Firearm-related fatalities in the U.S. have been decreasing consistently since record-keeping began in 1902 and dramatically in the last 20 years. As firearms safety education programs have increased, the number of unintentional firearm-related fatalities of decreased. Educating the public about hunting safety can help ensure the sport continues to stay one of the safest sports in America. With hunting season just around the corner here are a few hunting safety tips to remember:
- Wear hunter orange when in the woods. Use hunter orange to identify your hunting location.
- Dress defensively. Never wear red, white, blue, or black while hunting turkey.
- Know the effective range of your gun.
- Always identify your target before putting your finger on the
- Never shoot at sound or movement. Assume it is another hunter until you can clearly see the animal.
- Stay aware of other hunters.
- Be sure of your target and what lies beyond it.
- Make sure your equipment is in good working condition and your firearm is properly sighted in.
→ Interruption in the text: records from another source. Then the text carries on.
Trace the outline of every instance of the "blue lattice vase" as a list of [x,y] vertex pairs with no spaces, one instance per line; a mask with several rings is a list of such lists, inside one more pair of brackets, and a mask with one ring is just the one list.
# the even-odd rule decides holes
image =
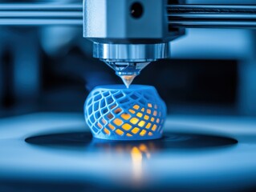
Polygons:
[[86,99],[84,115],[95,138],[156,139],[162,136],[166,106],[153,86],[101,86]]

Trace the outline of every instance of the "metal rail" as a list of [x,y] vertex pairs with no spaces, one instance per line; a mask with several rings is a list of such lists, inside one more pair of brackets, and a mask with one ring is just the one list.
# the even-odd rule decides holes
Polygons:
[[[256,29],[256,6],[172,5],[167,6],[173,27]],[[83,25],[82,3],[0,4],[0,25]]]
[[177,5],[167,10],[173,27],[256,29],[256,6]]
[[0,25],[83,25],[82,3],[0,4]]

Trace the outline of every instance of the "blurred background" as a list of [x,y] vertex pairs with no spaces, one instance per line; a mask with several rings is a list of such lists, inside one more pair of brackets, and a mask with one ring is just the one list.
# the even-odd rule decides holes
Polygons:
[[[0,2],[48,1],[0,1]],[[68,1],[82,2],[80,1]],[[249,4],[253,1],[188,1]],[[0,26],[0,117],[80,112],[95,86],[122,83],[92,58],[82,26]],[[187,29],[172,58],[152,63],[135,84],[156,87],[169,114],[256,115],[256,33]]]

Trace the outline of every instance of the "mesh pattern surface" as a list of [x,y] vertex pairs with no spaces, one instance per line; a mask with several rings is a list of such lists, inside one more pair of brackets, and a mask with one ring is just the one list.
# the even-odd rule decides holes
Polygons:
[[166,106],[152,86],[104,86],[91,92],[84,114],[95,138],[153,139],[162,135]]

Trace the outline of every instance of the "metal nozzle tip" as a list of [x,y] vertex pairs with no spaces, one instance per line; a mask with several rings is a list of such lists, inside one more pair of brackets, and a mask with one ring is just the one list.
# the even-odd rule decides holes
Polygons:
[[136,78],[136,75],[121,75],[120,78],[122,78],[127,89],[128,89],[130,85],[133,82],[133,79]]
- If you hunt on private land, know where the boundaries, houses, roads, fences, and livestock are located on the property.
- Know and obey all wildlife laws and gun safety.
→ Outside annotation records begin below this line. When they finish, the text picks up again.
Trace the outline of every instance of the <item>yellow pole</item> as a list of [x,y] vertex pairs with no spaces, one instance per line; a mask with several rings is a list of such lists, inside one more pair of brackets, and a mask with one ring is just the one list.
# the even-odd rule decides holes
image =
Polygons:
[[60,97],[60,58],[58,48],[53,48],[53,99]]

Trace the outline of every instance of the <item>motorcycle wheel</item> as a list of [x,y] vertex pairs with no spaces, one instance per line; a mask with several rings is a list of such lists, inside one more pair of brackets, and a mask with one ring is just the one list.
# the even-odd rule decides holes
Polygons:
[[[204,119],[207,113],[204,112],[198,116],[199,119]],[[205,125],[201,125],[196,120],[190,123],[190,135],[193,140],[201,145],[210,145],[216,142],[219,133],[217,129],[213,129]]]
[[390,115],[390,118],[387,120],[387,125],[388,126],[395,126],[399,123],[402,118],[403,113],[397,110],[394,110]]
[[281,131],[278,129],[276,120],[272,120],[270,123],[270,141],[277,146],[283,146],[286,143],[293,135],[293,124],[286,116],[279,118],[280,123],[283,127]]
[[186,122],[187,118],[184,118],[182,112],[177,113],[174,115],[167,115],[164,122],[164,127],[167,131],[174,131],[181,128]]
- When using a camouflage blind, other hunters cannot see you even if you are wearing hunter orange. Tie hunter orange on each side of the blind so it can be seen from all sides.
Safety Tips for Tree Stands
Though commonly used by deer hunters everywhere, tree stands often are improperly installed. As a result, they are considered the leading cause of hunting-related incidents.
- Practice with your stand at ground level, gradually going higher.
- Use proper procedures for securing the stand to a tree.
- Read the warnings and instructions from the stand manufacturer before each season.
- Use only stands meeting the standards of the Treestand Manufacturers Association (TMA) rated for your weight and all your equipment you wear or have with you on the stand.
- Always use a safety harness that meets TMA standards and is rated for your weight and any gear you wear.
- Attach your safety harness to the tree from when you leave the ground, throughout the hunt and when you descend to the ground.
- Always position yourself so that you step down onto your tree stand to test its stability.
- Never climb into a tree with a loaded gun or arrow ready to shoot.
- Always use a haul line to raise or lower your gear, including unloaded firearms, bow, and arrows.
- Always inform someone of where you are hunting and what time you are expected to return.